Heads up: Part B needs Docker, which is a bigger install. If it fights you, do the no-Docker fallback in Step 7, you still finish with a real running web service. Errors are normal and safe.
This lab has two parts, then the capstone kickoff: - Part A: wrap your app in a FastAPI web API. - Part B: containerize it with Docker (or the uvicorn fallback).
flowchart LR
Script["your AI code<br/>(a function)"] --> API["FastAPI<br/>/chat endpoint"]
API --> Box["Docker image<br/>(app + dependencies)"]
Box --> Run["runs the same anywhere<br/>key passed at run time"]
Part A: wrap it in a web API
Step 1: Install FastAPI and set up the folder
With your venv active:
pip install fastapi "uvicorn[standard]"
app.py, requirements.txt, Dockerfile, .dockerignore (from solution/)
in a folder with your M4 .env.
You should now see: Successfully installed fastapi-… uvicorn-…, and those files in the folder.
Step 2: Start the server
uvicorn app:app --reload
Uvicorn running on http://127.0.0.1:8000. Your script is now a live web
service. Leave it running.
Step 3: Try it in the browser
Open http://127.0.0.1:8000/docs. This is FastAPI's auto-generated test page. Expand POST
/chat, click Try it out, enter {"message": "Say hi in one sentence"}, and Execute.
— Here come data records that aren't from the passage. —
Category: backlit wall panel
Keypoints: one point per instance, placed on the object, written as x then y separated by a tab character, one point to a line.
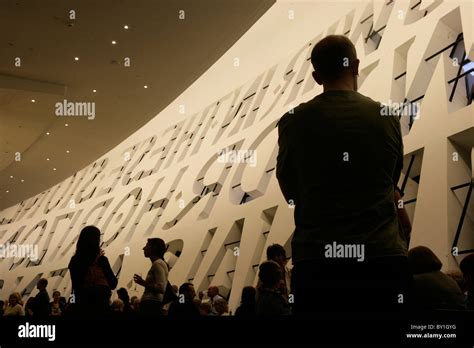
166	180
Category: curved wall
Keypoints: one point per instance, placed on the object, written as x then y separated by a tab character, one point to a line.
166	179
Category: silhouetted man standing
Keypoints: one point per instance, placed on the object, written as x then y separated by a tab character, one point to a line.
339	161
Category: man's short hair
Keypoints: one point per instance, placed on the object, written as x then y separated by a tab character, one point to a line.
43	281
332	56
158	246
274	251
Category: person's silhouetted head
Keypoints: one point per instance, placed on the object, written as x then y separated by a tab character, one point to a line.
335	63
269	274
14	299
277	253
187	289
155	248
42	284
88	244
212	291
122	294
56	296
117	305
422	260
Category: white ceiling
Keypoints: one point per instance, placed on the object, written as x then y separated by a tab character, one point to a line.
167	54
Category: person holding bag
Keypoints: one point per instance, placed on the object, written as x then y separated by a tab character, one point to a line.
92	277
156	281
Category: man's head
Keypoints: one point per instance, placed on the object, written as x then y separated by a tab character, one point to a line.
56	295
42	284
187	289
277	253
212	291
155	247
335	63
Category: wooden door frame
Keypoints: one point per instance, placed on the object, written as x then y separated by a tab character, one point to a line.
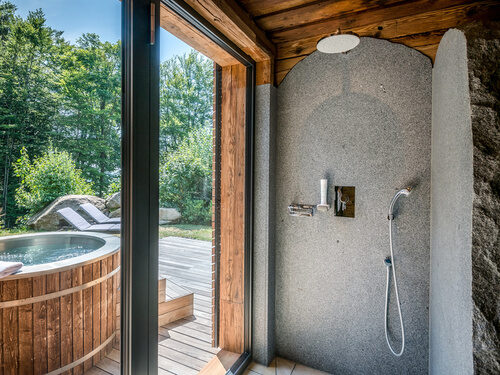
188	14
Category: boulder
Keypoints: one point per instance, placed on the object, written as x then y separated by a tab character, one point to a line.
49	219
116	213
114	201
169	215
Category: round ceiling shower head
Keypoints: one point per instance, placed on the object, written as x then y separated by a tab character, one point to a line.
338	43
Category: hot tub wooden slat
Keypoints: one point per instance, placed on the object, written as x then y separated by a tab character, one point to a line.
87	316
56	322
66	321
25	290
77	275
109	314
96	310
53	324
104	302
40	327
10	331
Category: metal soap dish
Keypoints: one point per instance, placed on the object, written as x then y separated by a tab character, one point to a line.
296	209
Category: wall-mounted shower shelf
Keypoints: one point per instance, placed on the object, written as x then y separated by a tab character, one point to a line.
296	209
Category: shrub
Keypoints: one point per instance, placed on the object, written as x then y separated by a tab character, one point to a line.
46	178
185	177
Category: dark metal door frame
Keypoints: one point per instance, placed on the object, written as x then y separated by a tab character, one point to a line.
140	127
139	234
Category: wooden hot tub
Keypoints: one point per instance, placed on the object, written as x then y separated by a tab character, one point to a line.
59	317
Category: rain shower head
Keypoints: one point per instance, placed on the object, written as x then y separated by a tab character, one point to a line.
338	42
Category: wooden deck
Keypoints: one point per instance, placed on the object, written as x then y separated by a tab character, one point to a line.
184	347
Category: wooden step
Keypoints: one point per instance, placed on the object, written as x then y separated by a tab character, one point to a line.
178	303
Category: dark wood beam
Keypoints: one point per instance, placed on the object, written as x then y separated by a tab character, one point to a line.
231	20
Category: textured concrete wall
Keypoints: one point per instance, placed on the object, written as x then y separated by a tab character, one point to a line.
451	211
483	54
263	241
363	119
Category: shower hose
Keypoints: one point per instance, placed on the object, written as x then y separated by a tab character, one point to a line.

You should now see: a JSON response like {"reply": "Hi there! ..."}, and in the terminal a
log line: POST /chat ok latency=… in_tokens=… out_tokens=…. You just called your AI over HTTP, and you're already monitoring latency and cost.
Step 4: Read the API
Open app.py. Find /health (a liveness check monitors hit), the ChatRequest/ChatResponse
models (FastAPI validates these), and the logging line.
You should now see / say: "a request comes in → FastAPI validates it → my function calls the model → I log latency + tokens → the reply goes back as JSON." That's a web service.
Part B: containerize it
Step 5: Build the image
Make sure Docker is installed and running (see the Docker guide). From the app folder:
docker build -t ai-app .
Successfully tagged ai-app (or naming to …
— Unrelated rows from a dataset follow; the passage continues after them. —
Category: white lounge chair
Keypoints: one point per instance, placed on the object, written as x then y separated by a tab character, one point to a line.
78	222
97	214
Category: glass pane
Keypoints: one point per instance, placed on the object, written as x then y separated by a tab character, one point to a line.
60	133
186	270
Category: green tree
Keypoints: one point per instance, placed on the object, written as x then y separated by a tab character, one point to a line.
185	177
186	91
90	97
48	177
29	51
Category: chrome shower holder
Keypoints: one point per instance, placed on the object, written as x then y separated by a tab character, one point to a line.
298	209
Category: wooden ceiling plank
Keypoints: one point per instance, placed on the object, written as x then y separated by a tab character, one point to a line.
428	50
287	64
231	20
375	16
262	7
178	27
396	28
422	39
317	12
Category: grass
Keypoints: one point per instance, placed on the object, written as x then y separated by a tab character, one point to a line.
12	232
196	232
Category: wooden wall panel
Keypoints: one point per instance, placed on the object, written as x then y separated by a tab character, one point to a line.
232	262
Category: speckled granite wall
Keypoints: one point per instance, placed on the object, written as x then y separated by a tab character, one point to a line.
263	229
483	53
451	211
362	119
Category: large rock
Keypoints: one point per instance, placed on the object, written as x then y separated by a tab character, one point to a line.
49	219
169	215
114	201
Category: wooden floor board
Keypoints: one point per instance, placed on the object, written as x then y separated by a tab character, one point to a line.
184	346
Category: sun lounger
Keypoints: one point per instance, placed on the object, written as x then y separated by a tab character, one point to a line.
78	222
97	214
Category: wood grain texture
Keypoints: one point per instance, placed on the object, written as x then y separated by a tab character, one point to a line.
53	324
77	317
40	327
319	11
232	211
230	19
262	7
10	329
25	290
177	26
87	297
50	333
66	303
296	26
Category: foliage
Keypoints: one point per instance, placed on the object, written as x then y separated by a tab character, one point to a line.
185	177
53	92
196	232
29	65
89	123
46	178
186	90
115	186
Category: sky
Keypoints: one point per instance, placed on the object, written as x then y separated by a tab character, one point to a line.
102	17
ai-app). Your app + its dependencies are now one image.
Step 6: Run the container (key passed safely)
docker run -p 8000:8000 --env-file .env ai-app
Uvicorn running on http://0.0.0.0:8000. Open
http://127.0.0.1:8000/docs and call /chat again, same app, now running inside a container.
Your key came from --env-file at run time; it is not inside the image.
Step 7: (Fallback if Docker won't cooperate)
No Docker? You already have a real service from Part A: uvicorn app:app --host 0.0.0.0 --port 8000.
That's a legitimate deployment, containers just make it portable and reproducible.
You should now see: either a running container (Step 6) or a running uvicorn server. Either way, your AI app is deployed as a service.
Capstone kickoff
Step 8: Pick a track and scope it
Open CAPSTONE.md. Choose RAG, agent, or your idea, and write down the
smallest version that runs. Use ../starters/app_starter.py, plug your
M7/M8 RAG or M9 agent into answer_question().
You should now see: a one-paragraph plan and a running skeleton (uvicorn app_starter:app
--reload → /docs). From here you build, then demo.
Stuck? The finished service is
../solution/app.py.
Your win
Your AI app runs as a real web service, wrapped in FastAPI, containerized with Docker, key kept safe, latency and cost logged, and your capstone is scoped and started.
Post it to the chat wins board: "POST /chat → my AI, served over HTTP from a Docker container.
It runs for real now "
Take-home (optional)
Finish and demo your capstone (see CAPSTONE.md for the requirements: it runs, handles a basic
failure gracefully, and you can explain how it works and how you'd secure it). Then present it, everyone claps. You're an AI engineer.